Queste le determinazioni del Consiglio di Stato, Sez III, n. 2681/2016, il quale interviene, con l’autorevolezza che gli è propria, nel contesto di un fenomeno, crescente in questi ultimi anni, che ha visto e vede molti giovani italiani emigrare all’estero per conseguire titoli di laurea, soprattutto quelli relativi alle professioni mediche, in cui si inserisce la vicenda de qua, per poi farli valere nel nostro territorio.
Il fenomeno in questione è la diretta conseguenza della previsione del c.d. numero chiuso o programmato, soprattutto nelle facoltà mediche, alle quali si accede dopo un test specifico, che è stato anche oggetto, negli anni passati, di considerevole contenzioso avanti i Tribunali Amministrativi Regionali Italiani, ancorché sotto profili diversi.
Il caso de quo ha riguardato la richiesta di un neo-dottore, laureatosi in medicina dentaria nella università Tito Maiorescu di Bucarest (Romania), tendente al riconoscimento del titolo  abilitativo per essere utilizzato in Italia,  invero respinta dal Ministero della Salute con provvedimento del 18/01/2011 n° 2188.
Quest’ultimo veniva impugnato avanti il TAR del Lazio, Sede di Roma e successivamente venivano  gravati, attraverso motivi aggiunti, altri  connessi provvedimenti afferenti la complessa questione che ci occupa, ossia:

  1. gli atti di interpello della Commissione Europea da parte del Ministero della Salute, la quale, con nota del 23/04/2015, aveva fornito dei criteri guida per il riconoscimento dei titoli di studio rilasciati ai cittadini italiani dalla suddetta Università rumena;
  2. gli atti del Ministero della Salute che, sulla scorta della pronuncia 14/07/2015, della Conferenza dei Servizi ex art. 16 D.lgs. 206/2007 avevano subordinato l’applicazione, ai fini del menzionato riconoscimento, di una misura compensativa, prevedente l’obbligatorietà dello svolgimento di un tirocinio di 18 mesi o, in alternativa, di una prova attitudinale.

Il tema, dunque, è quello della possibilità di applicare l’art. 21 del Regolamento CEE, che prevede, per i titoli di odontoiatria, l’automatico riconoscimento e non, invece, il relativo  regime generale mediante la verifica delle conoscenze scientifiche, delle competenze tecniche e delle abilità previste dalla direttiva e dalla normativa italiana per l’esercizio della professione di odontoiatra
Nel caso di specie il TAR del Lazio, annullava il decreto applicativo della misura compensativa per difetto di motivazione.
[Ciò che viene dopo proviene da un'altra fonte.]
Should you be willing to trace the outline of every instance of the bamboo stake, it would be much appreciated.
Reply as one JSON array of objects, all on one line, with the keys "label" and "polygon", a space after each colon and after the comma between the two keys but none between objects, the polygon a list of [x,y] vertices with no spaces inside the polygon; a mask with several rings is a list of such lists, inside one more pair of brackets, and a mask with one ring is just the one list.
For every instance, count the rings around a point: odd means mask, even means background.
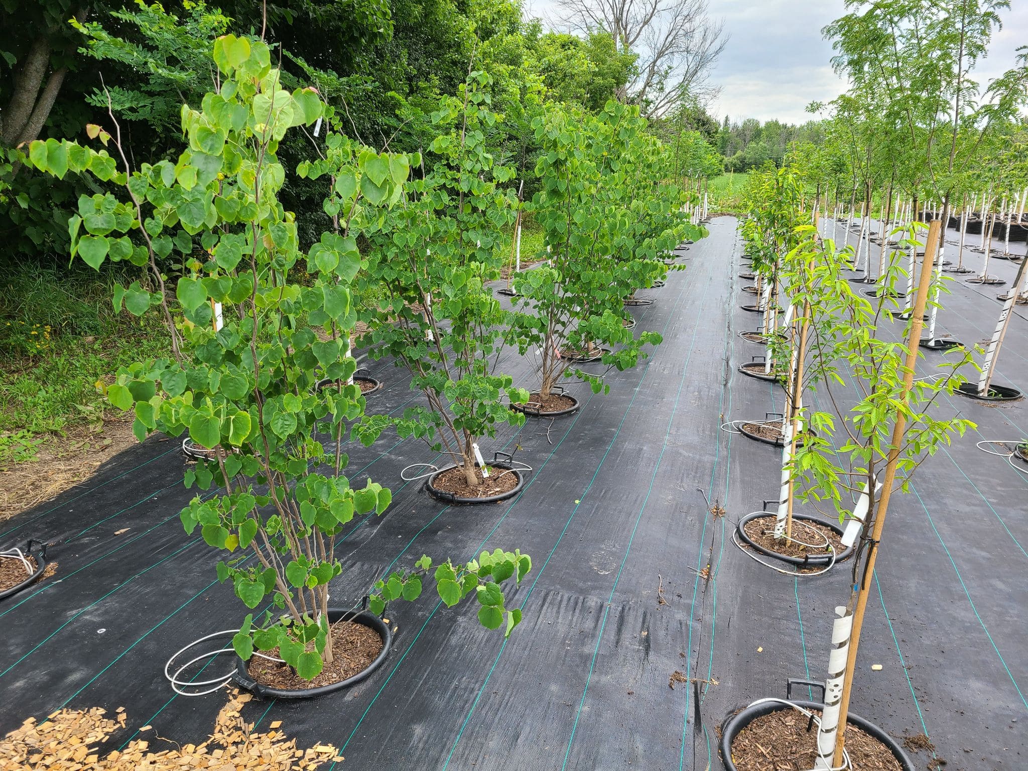
[{"label": "bamboo stake", "polygon": [[[921,328],[924,326],[922,316],[928,302],[928,289],[931,287],[932,268],[935,262],[935,250],[939,248],[942,222],[933,220],[928,225],[928,242],[924,251],[924,262],[921,263],[921,280],[917,285],[917,300],[914,302],[914,315],[910,320],[910,333],[907,336],[907,363],[903,376],[901,401],[904,406],[910,402],[910,392],[914,386],[914,367],[917,364],[918,343],[921,341]],[[853,671],[856,667],[856,650],[860,641],[860,627],[864,625],[864,614],[868,608],[868,596],[871,593],[869,579],[875,572],[875,560],[878,557],[878,544],[885,527],[885,514],[889,508],[892,485],[895,483],[896,467],[900,464],[900,450],[903,447],[904,434],[907,433],[907,417],[901,411],[896,413],[895,425],[892,427],[891,449],[888,463],[885,466],[885,479],[882,481],[882,497],[875,511],[874,528],[868,545],[868,560],[865,564],[859,590],[856,593],[856,608],[853,611],[853,624],[850,632],[849,654],[846,659],[846,674],[843,680],[842,700],[839,705],[840,731],[836,737],[833,765],[842,766],[842,751],[846,737],[846,715],[849,712],[849,698],[853,692]],[[854,597],[850,595],[850,607]]]}]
Decisione completamente riformata dal CdS sulla base delle seguenti condivisibili argomentazioni:

  1. la esistenza di fondati dubbi circa il rispetto delle condizioni minime di formazione presso l’università rumena emergenti dalla anomala frequenza e dal mancato sostenimento di esami di rito;
  2. tali anomalie, in coerenza con l’art. 61 della direttiva europea, come modificato dalla direttiva 2013/55/CE, consentirebbero di escludere il riconoscimento automatico dei titoli di formazione professionale in odontoiatria conseguiti all’estero, permettendo di derogarvi attraverso la previsione di quella verifica funzionale al riscontro, nel caso concreto, di tutte quelle conoscenze, competenze ed abilità effettivamente acquisite dallo studente italiano all’estero.

In questo senso, secondo il CdS, doveva ritenersi corretto l’iter logico e giuridico che aveva  indotto  il Ministero competente ad adottare il provvedimento di diniego ai fini della utilizzabilità sic et sempliciter del titolo di medicina dentaria conseguito in Romania, dovendo anche ritenersi evidenti le ragioni di pubblico interesse ad esso sottese evidentemente volte alla tutela della salute pubblica.